I dared to voice my doubts about religion to just a few very close friends in high school - and I lost two friends over my asking questions. Those questions challenged my friends to question their own beliefs, and so they each told me that they had to break off our friendship, since they couldn't have a God-doubter in their lives. I was heart-broken - and, as a result, kept my lack of belief to myself until I went to university, where questions and doubts were welcomed by most of my fellow students. MANY years later, one of those two friends called me to apologize for breaking off our friendship. She said our conversation had haunted her for years, even as she attended an evangelical university.

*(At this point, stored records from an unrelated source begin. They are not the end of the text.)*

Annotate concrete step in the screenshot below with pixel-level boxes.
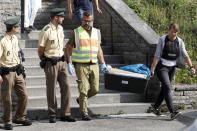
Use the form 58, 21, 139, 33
19, 38, 69, 49
26, 83, 118, 97
27, 92, 144, 108
25, 64, 125, 76
25, 74, 104, 86
22, 46, 112, 57
23, 55, 124, 66
16, 30, 72, 40
28, 103, 150, 119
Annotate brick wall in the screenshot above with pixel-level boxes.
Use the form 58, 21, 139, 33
0, 0, 21, 34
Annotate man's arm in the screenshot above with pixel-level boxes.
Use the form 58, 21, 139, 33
0, 43, 3, 84
65, 43, 72, 63
95, 0, 102, 14
98, 45, 105, 64
68, 0, 73, 20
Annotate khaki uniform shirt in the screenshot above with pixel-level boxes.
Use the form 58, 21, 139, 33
0, 34, 20, 67
39, 23, 64, 58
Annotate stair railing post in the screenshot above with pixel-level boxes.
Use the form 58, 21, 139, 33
110, 16, 114, 54
21, 0, 25, 33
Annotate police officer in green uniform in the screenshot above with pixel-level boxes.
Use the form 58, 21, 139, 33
65, 12, 110, 121
0, 18, 32, 130
38, 8, 75, 123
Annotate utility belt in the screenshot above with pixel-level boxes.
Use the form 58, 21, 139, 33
0, 64, 26, 79
73, 62, 98, 66
40, 55, 65, 68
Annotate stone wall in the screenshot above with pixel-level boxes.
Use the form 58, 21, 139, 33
0, 0, 21, 34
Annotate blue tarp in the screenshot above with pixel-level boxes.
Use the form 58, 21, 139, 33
120, 64, 151, 78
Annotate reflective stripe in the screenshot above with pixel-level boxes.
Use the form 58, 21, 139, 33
75, 28, 80, 50
72, 26, 101, 63
72, 50, 98, 54
72, 56, 97, 60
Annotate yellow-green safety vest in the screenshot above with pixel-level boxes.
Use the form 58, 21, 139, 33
72, 26, 101, 63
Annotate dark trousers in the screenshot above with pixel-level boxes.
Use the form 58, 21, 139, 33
154, 62, 176, 112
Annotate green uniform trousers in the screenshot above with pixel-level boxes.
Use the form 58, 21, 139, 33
44, 61, 70, 117
1, 72, 27, 124
75, 63, 99, 114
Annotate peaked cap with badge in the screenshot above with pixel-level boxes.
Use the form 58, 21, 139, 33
4, 17, 20, 27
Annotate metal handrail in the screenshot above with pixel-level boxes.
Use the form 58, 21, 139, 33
21, 0, 25, 33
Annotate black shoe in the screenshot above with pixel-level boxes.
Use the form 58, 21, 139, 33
12, 118, 32, 126
60, 116, 76, 122
29, 26, 36, 30
24, 27, 32, 33
49, 116, 56, 123
170, 111, 181, 120
76, 97, 79, 104
152, 108, 161, 116
4, 124, 13, 130
81, 114, 92, 121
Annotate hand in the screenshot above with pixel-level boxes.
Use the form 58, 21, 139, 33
68, 63, 75, 75
68, 11, 73, 20
22, 57, 25, 62
100, 63, 112, 73
151, 70, 155, 77
96, 8, 102, 14
190, 68, 196, 75
0, 75, 3, 84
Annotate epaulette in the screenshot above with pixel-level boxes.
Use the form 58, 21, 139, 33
0, 35, 4, 41
44, 26, 50, 31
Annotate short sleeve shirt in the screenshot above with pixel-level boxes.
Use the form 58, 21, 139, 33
39, 23, 64, 58
0, 34, 20, 67
67, 29, 92, 47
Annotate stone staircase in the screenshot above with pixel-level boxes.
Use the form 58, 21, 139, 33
15, 30, 150, 119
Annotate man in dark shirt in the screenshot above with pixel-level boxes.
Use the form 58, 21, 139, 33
68, 0, 102, 25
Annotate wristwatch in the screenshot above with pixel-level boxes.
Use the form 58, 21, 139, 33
189, 66, 195, 69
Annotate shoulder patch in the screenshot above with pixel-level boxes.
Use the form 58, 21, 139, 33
0, 35, 4, 41
44, 26, 50, 31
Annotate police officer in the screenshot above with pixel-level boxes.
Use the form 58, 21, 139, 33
68, 0, 102, 25
0, 18, 32, 130
151, 23, 195, 119
65, 12, 109, 121
38, 8, 75, 123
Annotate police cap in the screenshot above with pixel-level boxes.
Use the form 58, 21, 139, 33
51, 8, 65, 17
4, 17, 20, 27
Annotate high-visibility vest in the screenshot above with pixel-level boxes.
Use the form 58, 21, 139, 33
72, 26, 101, 63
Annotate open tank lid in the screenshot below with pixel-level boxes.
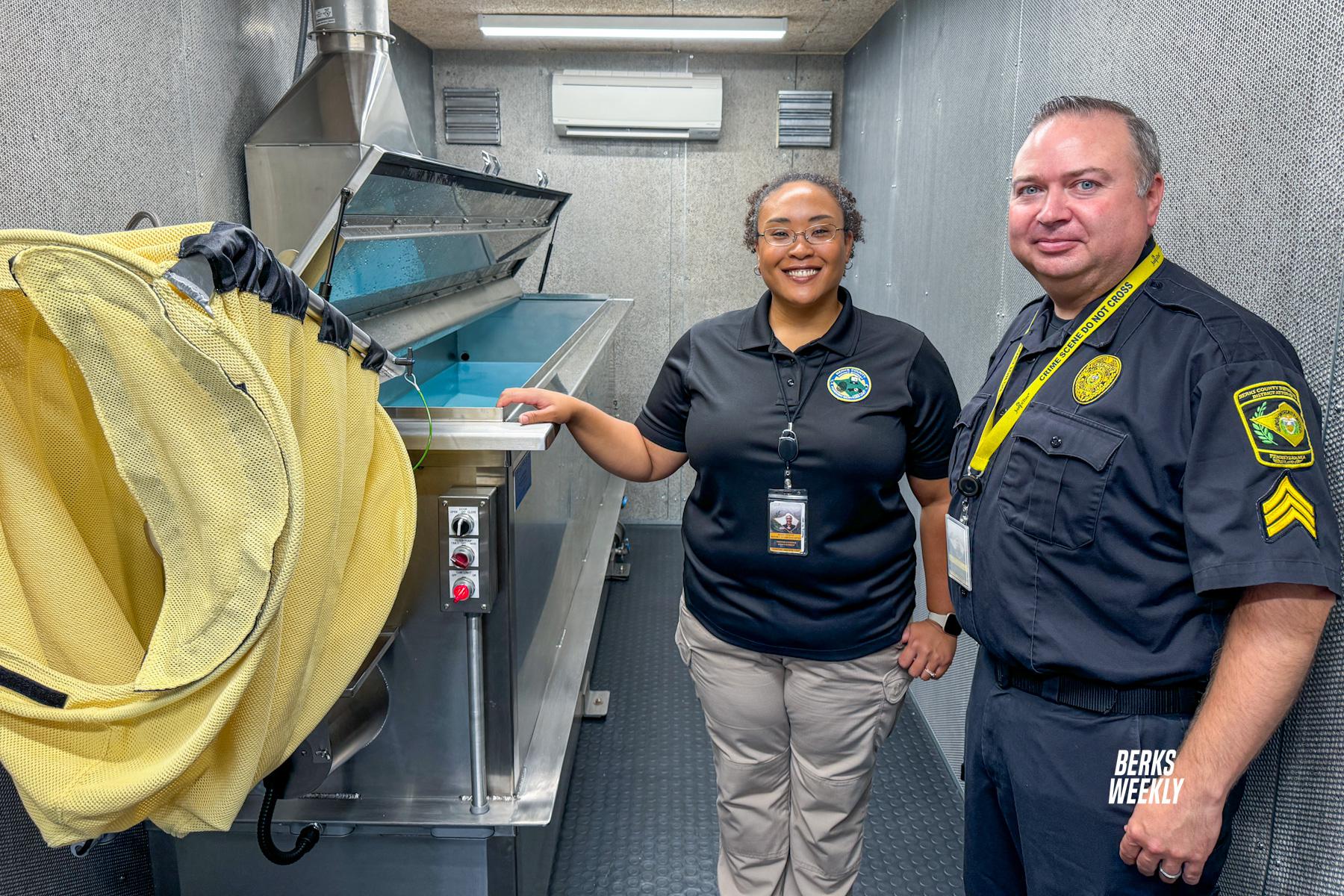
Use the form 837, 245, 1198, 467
273, 146, 570, 327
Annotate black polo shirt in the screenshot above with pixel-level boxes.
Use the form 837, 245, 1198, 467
635, 289, 959, 659
951, 250, 1340, 685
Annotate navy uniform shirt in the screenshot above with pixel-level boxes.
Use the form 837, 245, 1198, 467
635, 289, 959, 659
951, 251, 1340, 686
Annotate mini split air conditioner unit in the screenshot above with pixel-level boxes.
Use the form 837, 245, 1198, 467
551, 71, 723, 140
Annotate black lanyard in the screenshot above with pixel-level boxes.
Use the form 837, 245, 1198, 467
770, 349, 830, 489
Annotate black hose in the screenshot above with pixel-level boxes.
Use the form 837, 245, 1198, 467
294, 0, 309, 81
257, 765, 323, 865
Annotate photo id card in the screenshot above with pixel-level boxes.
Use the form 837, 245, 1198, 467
769, 489, 808, 556
948, 516, 971, 591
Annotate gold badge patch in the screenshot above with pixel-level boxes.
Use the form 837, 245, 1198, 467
1233, 382, 1314, 469
1074, 355, 1119, 405
1260, 473, 1316, 541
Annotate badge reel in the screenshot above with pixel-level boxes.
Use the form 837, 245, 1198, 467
946, 474, 983, 591
768, 426, 808, 556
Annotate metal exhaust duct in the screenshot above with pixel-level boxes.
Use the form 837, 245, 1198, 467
243, 0, 420, 264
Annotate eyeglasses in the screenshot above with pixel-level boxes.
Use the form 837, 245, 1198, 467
756, 224, 845, 246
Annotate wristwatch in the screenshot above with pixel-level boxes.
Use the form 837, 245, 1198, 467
929, 612, 961, 638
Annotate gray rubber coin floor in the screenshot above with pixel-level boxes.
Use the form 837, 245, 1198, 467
551, 525, 962, 896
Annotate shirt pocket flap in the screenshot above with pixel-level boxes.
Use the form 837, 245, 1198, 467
1012, 405, 1125, 473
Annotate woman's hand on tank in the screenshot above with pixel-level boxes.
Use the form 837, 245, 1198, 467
494, 388, 583, 423
897, 619, 957, 681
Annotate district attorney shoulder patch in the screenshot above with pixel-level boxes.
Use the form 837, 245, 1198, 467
1233, 382, 1316, 469
827, 367, 872, 402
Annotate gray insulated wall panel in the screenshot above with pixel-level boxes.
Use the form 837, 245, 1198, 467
841, 0, 1344, 896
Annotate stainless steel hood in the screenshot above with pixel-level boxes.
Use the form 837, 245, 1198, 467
245, 0, 568, 351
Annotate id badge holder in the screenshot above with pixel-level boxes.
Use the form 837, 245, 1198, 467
768, 489, 808, 558
946, 514, 971, 591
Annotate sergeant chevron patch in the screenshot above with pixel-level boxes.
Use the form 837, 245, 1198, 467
1260, 473, 1316, 541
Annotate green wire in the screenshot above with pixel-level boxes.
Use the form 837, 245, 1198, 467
406, 373, 434, 473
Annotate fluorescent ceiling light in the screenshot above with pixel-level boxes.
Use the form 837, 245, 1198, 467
476, 15, 789, 40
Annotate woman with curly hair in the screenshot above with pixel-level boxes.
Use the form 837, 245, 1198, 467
500, 172, 959, 896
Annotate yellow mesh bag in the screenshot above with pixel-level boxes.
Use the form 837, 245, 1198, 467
0, 224, 415, 846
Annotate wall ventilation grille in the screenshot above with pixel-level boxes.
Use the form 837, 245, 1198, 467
444, 87, 500, 146
776, 90, 835, 148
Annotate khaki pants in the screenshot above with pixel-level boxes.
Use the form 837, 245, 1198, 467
676, 603, 910, 896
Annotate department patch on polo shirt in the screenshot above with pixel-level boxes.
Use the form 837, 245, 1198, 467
827, 367, 872, 402
1074, 355, 1121, 405
1233, 382, 1314, 469
1260, 473, 1316, 541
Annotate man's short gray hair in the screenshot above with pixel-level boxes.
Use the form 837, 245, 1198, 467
1031, 97, 1163, 196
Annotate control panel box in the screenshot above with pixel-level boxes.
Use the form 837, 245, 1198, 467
438, 486, 504, 612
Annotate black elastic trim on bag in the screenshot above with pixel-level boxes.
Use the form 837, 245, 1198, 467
178, 220, 308, 321
317, 302, 355, 352
360, 341, 387, 371
0, 666, 70, 709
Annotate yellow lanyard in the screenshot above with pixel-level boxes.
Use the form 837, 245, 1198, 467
969, 243, 1164, 481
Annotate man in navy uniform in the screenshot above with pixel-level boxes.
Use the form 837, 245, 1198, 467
948, 97, 1340, 896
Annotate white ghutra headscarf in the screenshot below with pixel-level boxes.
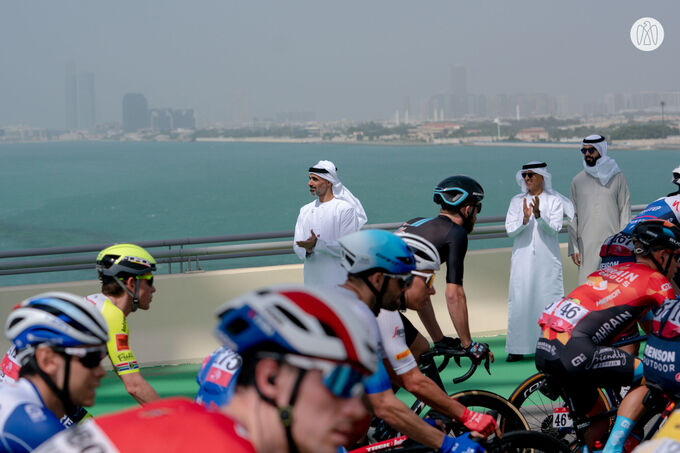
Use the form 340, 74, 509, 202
515, 160, 574, 220
581, 134, 621, 186
309, 160, 368, 228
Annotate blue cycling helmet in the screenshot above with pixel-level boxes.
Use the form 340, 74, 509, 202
5, 292, 109, 364
433, 175, 484, 207
338, 230, 416, 274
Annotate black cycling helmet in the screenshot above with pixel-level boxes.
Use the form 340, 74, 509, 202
632, 219, 680, 255
433, 175, 484, 208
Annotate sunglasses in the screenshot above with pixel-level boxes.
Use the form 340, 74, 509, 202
383, 273, 414, 289
281, 354, 364, 398
52, 347, 107, 370
411, 271, 434, 288
135, 274, 153, 286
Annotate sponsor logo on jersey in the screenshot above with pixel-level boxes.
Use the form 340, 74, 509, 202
116, 333, 130, 352
595, 289, 621, 307
394, 349, 411, 360
592, 311, 633, 344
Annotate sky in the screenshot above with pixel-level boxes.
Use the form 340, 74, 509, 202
0, 0, 680, 129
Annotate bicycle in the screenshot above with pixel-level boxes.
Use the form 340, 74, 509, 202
349, 431, 570, 453
371, 340, 529, 441
509, 336, 676, 447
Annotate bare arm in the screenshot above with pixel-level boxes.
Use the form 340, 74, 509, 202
118, 373, 161, 404
445, 283, 472, 348
368, 389, 444, 451
418, 299, 444, 343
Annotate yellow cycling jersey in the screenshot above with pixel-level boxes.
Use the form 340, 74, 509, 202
85, 294, 139, 376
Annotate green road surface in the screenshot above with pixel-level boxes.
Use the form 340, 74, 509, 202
90, 336, 536, 416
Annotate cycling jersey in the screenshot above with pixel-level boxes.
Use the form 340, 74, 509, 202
85, 294, 139, 375
642, 299, 680, 396
377, 310, 418, 375
31, 398, 255, 453
0, 378, 65, 453
397, 215, 468, 285
600, 195, 680, 269
0, 345, 21, 383
536, 263, 675, 412
196, 346, 243, 409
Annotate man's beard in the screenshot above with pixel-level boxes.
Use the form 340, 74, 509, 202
585, 156, 600, 167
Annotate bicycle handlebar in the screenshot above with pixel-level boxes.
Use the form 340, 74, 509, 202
420, 346, 491, 384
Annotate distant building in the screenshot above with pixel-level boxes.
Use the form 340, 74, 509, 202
172, 109, 196, 129
78, 72, 96, 130
149, 109, 174, 131
123, 93, 149, 133
65, 61, 78, 130
515, 127, 550, 142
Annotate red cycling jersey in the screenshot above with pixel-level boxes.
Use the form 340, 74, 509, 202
32, 398, 256, 453
538, 263, 675, 345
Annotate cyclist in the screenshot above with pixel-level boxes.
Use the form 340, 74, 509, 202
85, 244, 160, 404
338, 230, 493, 452
536, 220, 680, 449
377, 232, 496, 435
399, 175, 493, 361
600, 194, 680, 274
0, 292, 108, 452
35, 286, 377, 453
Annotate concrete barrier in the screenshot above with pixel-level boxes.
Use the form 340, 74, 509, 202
0, 244, 578, 366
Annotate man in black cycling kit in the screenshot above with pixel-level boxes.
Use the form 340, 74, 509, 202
399, 175, 493, 360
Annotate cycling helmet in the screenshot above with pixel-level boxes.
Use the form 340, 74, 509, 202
338, 230, 415, 274
433, 175, 484, 207
5, 292, 109, 364
632, 219, 680, 255
215, 286, 378, 374
96, 244, 156, 278
395, 231, 441, 271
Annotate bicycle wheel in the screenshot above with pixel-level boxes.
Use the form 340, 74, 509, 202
485, 431, 569, 453
425, 390, 529, 439
509, 373, 613, 443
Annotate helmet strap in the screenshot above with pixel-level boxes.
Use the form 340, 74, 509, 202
255, 368, 307, 453
361, 275, 390, 316
30, 353, 76, 415
115, 278, 139, 311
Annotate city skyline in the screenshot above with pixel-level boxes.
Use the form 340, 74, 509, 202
0, 0, 680, 129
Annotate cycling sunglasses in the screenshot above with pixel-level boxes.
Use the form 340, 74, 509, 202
282, 354, 364, 398
52, 346, 107, 370
135, 274, 153, 286
383, 273, 414, 289
411, 271, 434, 288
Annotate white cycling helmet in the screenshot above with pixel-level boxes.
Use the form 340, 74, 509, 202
215, 286, 378, 374
395, 231, 441, 271
5, 292, 109, 365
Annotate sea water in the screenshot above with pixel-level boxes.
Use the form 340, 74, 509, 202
0, 142, 680, 286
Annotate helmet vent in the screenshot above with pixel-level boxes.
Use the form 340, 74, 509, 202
274, 304, 308, 330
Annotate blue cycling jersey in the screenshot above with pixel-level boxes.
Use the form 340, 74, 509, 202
0, 378, 66, 453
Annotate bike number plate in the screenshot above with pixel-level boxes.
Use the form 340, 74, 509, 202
553, 407, 574, 428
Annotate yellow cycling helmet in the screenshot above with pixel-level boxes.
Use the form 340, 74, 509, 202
96, 244, 156, 277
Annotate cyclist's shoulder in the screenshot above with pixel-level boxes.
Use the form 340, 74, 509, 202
97, 398, 254, 452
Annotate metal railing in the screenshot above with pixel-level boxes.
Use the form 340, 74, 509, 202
0, 205, 645, 275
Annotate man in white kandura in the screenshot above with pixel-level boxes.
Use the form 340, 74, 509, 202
569, 134, 630, 285
505, 161, 574, 362
293, 160, 367, 288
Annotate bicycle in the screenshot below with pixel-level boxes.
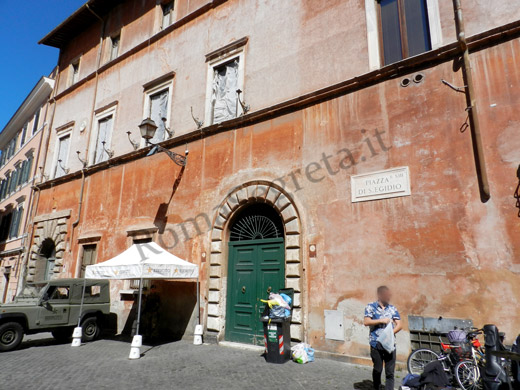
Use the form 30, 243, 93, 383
407, 328, 484, 390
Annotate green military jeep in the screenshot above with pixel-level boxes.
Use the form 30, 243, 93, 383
0, 279, 110, 352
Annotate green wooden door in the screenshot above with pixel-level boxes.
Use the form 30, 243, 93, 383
226, 238, 285, 344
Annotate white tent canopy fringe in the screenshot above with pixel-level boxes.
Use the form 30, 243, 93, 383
80, 242, 200, 358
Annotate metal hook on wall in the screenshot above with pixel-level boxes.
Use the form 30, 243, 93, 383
126, 131, 139, 150
76, 150, 87, 168
237, 89, 251, 115
101, 141, 114, 158
58, 158, 70, 174
190, 106, 204, 130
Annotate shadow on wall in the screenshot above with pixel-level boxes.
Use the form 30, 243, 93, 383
122, 281, 197, 342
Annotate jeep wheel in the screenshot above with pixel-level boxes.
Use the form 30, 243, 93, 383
81, 317, 101, 341
0, 322, 24, 352
51, 328, 74, 343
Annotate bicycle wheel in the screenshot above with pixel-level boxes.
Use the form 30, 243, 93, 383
407, 348, 439, 375
455, 360, 484, 390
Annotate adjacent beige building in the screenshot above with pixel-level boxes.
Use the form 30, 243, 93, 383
0, 76, 54, 303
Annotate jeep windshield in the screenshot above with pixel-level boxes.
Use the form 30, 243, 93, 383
14, 283, 46, 302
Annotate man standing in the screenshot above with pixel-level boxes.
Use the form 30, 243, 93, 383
363, 286, 402, 390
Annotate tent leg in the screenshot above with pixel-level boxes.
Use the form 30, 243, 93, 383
78, 279, 87, 327
197, 276, 200, 325
135, 278, 143, 335
71, 279, 87, 347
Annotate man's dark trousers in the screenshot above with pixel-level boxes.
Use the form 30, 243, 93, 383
370, 344, 395, 390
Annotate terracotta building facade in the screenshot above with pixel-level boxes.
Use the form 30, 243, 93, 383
31, 0, 520, 361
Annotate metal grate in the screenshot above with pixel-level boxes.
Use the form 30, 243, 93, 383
410, 331, 447, 352
231, 215, 282, 241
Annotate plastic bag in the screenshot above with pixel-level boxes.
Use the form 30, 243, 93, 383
291, 343, 314, 364
260, 293, 291, 318
377, 321, 395, 353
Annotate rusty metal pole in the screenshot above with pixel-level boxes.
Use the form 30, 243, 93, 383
453, 0, 491, 202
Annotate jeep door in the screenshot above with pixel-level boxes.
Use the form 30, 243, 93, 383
38, 286, 70, 328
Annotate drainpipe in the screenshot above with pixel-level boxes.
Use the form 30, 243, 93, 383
453, 0, 491, 203
85, 3, 106, 161
70, 3, 106, 276
70, 168, 85, 274
16, 66, 61, 295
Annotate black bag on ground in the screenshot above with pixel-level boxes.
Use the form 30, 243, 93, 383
420, 360, 450, 389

She was still a believer, but not at all the way she had been back then, and she noted how unhealthy it had been to remove everyone from her life that made her think and question. That phone call meant the world to me.
I never dared to express my doubts to family. I knew they would be broken-hearted. So I stayed silent.
Life got much, much better for me as an atheist after I left home and got out into the world. I have a nice career, wonderful friends - a mix of non-religious and religious friends - I volunteer, and I delight in the world in a way I never did when I was desperate to be a believer.
Life will get better for you too. I hope you can realize your strength, tap into it and get through your teens - and, eventually, be open about not only your atheism, but the sources for your values and joy. It gets better. I promise.